US 12,321,781 B2
	Task scheduling for machine-learning workloads
Jue Wang, Redmond, WA (US); and Hui Huang, Palo Alto, CA (US)
Assigned to Google LLC, Mountain View, CA (US)
Filed by Google LLC, Mountain View, CA (US)
Filed on Dec. 29, 2022, as Appl. No. 18/091,263.
Application 18/091,263 is a continuation of application No. 16/720,717, filed on Dec. 19, 2019, granted, now 11,544,113.
Claims priority of provisional application 62/938,304, filed on Nov. 20, 2019.
Prior Publication US 2023/0136661 A1, May 4, 2023
This patent is subject to a terminal disclaimer.
Int. Cl. G06F 9/50 (2006.01); G06N 3/04 (2023.01); G06N 20/00 (2019.01); G06T 1/20 (2006.01)

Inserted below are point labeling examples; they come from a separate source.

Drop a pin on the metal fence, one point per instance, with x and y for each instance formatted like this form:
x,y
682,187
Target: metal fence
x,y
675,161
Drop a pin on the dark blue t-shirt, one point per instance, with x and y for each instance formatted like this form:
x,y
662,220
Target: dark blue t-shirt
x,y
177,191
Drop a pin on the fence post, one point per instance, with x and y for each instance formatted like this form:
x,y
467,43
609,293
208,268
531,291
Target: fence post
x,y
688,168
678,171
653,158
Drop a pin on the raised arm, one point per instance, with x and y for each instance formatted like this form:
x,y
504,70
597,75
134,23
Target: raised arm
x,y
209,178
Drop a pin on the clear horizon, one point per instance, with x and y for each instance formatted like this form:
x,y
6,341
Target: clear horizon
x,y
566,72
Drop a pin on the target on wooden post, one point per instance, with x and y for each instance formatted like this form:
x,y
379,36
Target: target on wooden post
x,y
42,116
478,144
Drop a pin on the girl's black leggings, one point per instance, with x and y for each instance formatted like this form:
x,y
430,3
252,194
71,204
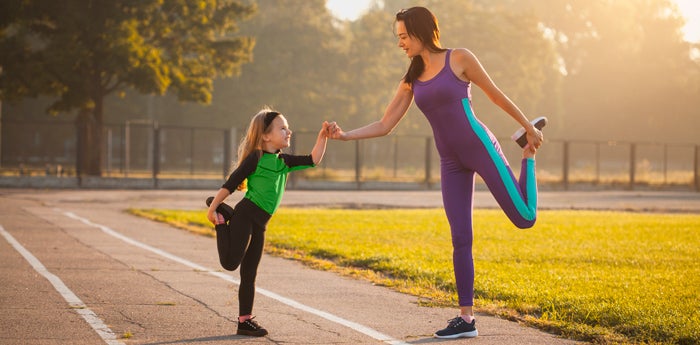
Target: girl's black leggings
x,y
240,243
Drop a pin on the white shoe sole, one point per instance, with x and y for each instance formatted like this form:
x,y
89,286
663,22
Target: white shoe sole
x,y
519,135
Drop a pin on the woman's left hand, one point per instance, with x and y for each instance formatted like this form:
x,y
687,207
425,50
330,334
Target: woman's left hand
x,y
535,137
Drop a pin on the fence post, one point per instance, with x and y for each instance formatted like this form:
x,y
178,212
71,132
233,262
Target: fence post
x,y
156,153
633,163
565,167
127,148
428,159
192,154
696,168
227,151
79,141
358,164
395,140
292,148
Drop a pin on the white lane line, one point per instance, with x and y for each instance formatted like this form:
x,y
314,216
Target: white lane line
x,y
91,318
290,302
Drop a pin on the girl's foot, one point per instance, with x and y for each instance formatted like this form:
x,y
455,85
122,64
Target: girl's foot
x,y
251,328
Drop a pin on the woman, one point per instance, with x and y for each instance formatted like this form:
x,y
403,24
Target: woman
x,y
440,80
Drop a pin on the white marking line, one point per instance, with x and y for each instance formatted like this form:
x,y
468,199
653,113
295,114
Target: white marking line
x,y
290,302
91,318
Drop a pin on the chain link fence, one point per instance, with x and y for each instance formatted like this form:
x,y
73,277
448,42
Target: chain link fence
x,y
143,149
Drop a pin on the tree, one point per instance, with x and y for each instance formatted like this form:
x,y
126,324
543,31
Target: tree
x,y
80,51
295,67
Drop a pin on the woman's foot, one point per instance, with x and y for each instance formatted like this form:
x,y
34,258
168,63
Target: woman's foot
x,y
529,152
458,328
520,136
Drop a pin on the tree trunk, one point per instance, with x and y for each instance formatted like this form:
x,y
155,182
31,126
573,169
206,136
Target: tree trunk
x,y
89,148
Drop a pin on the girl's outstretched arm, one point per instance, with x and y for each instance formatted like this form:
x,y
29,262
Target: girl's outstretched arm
x,y
320,147
222,194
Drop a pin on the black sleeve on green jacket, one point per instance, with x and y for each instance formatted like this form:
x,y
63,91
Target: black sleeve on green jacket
x,y
293,161
242,172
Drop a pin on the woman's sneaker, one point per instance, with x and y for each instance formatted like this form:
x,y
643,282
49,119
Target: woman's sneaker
x,y
458,328
520,136
251,327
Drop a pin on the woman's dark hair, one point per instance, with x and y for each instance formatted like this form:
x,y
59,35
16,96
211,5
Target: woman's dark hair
x,y
423,25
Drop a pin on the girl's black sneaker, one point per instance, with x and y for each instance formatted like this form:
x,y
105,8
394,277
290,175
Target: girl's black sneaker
x,y
223,209
458,328
251,327
520,136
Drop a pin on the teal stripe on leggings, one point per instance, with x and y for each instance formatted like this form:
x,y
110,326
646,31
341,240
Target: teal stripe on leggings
x,y
526,212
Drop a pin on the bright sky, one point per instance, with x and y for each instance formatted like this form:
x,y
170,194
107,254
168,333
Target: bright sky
x,y
352,9
348,9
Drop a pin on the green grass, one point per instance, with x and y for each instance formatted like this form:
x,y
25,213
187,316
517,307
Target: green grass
x,y
605,277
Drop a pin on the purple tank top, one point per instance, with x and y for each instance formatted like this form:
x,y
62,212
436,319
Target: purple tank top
x,y
440,100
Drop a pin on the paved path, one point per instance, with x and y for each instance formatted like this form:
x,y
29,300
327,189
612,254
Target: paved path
x,y
75,269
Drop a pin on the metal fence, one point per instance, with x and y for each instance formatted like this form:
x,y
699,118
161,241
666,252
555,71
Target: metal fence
x,y
145,149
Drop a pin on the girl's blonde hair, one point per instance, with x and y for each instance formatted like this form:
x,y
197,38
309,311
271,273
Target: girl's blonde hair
x,y
253,139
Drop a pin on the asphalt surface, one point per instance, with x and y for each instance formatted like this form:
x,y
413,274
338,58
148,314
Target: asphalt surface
x,y
76,269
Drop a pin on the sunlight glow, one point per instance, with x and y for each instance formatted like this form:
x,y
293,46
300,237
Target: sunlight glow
x,y
690,9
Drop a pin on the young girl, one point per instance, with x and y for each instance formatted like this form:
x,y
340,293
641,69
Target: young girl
x,y
440,80
240,232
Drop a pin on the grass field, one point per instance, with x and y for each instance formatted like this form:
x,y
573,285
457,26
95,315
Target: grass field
x,y
604,277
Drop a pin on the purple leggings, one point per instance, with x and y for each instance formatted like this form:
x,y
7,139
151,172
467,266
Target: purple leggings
x,y
481,154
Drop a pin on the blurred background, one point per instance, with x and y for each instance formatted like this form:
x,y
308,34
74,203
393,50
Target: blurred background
x,y
166,89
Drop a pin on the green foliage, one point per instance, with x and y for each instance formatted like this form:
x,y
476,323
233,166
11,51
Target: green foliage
x,y
606,277
82,51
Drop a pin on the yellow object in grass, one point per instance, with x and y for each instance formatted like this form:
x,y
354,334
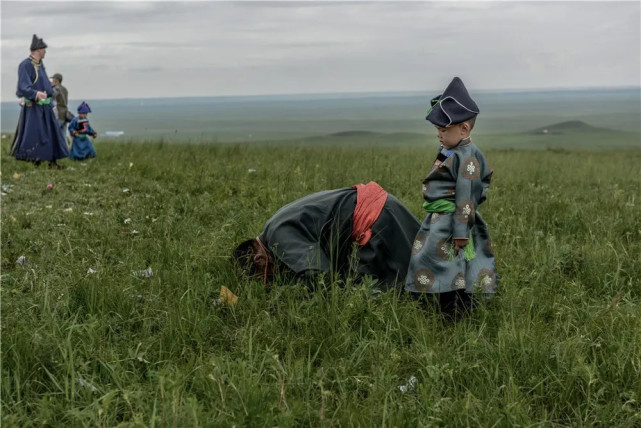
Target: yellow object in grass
x,y
227,297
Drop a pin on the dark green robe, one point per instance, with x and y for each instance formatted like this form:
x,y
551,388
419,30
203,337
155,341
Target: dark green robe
x,y
314,234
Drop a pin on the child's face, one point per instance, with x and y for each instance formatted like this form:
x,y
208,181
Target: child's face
x,y
450,136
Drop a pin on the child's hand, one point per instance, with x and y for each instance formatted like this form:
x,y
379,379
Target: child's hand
x,y
460,243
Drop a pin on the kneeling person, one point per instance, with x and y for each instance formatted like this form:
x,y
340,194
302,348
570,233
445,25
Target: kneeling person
x,y
318,232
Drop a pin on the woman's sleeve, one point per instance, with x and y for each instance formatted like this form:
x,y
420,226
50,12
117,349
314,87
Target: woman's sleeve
x,y
25,82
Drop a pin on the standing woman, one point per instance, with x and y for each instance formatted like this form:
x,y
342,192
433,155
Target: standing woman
x,y
38,136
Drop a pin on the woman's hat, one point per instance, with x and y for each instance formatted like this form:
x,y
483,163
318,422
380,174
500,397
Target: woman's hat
x,y
453,106
84,108
37,43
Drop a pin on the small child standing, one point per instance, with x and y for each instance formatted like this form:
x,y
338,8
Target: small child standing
x,y
452,257
79,128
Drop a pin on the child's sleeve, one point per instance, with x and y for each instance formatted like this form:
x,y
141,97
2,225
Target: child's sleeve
x,y
72,125
468,177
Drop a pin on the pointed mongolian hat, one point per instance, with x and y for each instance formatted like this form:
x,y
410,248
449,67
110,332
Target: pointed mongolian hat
x,y
84,108
37,43
453,106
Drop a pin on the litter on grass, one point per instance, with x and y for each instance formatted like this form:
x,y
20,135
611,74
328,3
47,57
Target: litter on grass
x,y
83,383
145,273
410,385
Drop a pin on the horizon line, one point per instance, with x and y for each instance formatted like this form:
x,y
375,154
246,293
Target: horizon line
x,y
368,93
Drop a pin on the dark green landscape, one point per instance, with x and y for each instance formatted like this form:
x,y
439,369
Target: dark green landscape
x,y
88,340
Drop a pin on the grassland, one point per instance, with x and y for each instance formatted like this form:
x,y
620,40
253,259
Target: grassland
x,y
560,345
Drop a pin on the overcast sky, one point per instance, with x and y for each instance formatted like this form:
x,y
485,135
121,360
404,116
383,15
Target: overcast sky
x,y
171,49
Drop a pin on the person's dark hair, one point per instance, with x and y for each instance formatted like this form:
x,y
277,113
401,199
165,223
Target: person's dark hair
x,y
243,257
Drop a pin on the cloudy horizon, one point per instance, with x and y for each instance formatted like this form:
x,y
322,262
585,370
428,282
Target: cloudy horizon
x,y
179,49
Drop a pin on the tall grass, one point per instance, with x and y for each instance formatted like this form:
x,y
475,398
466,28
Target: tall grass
x,y
559,346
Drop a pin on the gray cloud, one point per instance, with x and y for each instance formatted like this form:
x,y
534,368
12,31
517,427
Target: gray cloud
x,y
227,48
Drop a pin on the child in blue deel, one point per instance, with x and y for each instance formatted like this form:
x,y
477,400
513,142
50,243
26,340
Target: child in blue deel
x,y
452,257
79,128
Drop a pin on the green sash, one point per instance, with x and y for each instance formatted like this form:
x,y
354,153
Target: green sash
x,y
445,206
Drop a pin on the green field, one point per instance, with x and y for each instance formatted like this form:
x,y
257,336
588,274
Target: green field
x,y
559,346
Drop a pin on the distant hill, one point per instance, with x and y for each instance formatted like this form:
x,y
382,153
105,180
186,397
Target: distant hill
x,y
368,138
569,126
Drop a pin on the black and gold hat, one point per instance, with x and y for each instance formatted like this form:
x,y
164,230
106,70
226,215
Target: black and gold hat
x,y
37,43
454,105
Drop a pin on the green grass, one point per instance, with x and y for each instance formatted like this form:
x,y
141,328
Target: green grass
x,y
560,345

CPC G06F 9/5011 (2013.01) [G06N 3/04 (2013.01); G06N 20/00 (2019.01); G06F 2212/2542 (2013.01); G06T 1/20 (2013.01)]

18 Claims

1. A method for scheduling tasks and allocating resources to perform a machine-learning (“ML”) workload using hardware accelerators that are each configured to implement a neural network comprising a plurality of neural network layers, the method comprising:

determining, based on a request to perform the ML workload, a resource requirement to perform the ML workload using a plurality of hosts;

generating, by a controller, a protocol bit indicating non-uniform memory access (NUMA) locality required for at least one task of the ML workload;

for each host of the plurality of hosts:

assigning, based on the protocol bit and a NUMA topology that includes NUMA nodes within the host, a task to be executed at the host using a plurality of hardware accelerators of the host; and

performing the ML workload by executing the task assigned to the host,

wherein the NUMA nodes include memory that is local to the host, the memory having a socket interface that couples the memory to each hardware accelerator of the plurality of hardware accelerators of the host and to a resource of the host, and wherein at least one NUMA topology specifies:

i) for a first host of the plurality of hosts, a first NUMA node that includes a first memory in a configuration of resources that is local to the first host, and

ii) a second, different memory in a configuration of resources that is local to a second, different host that is remote to the first NUMA node of the first host.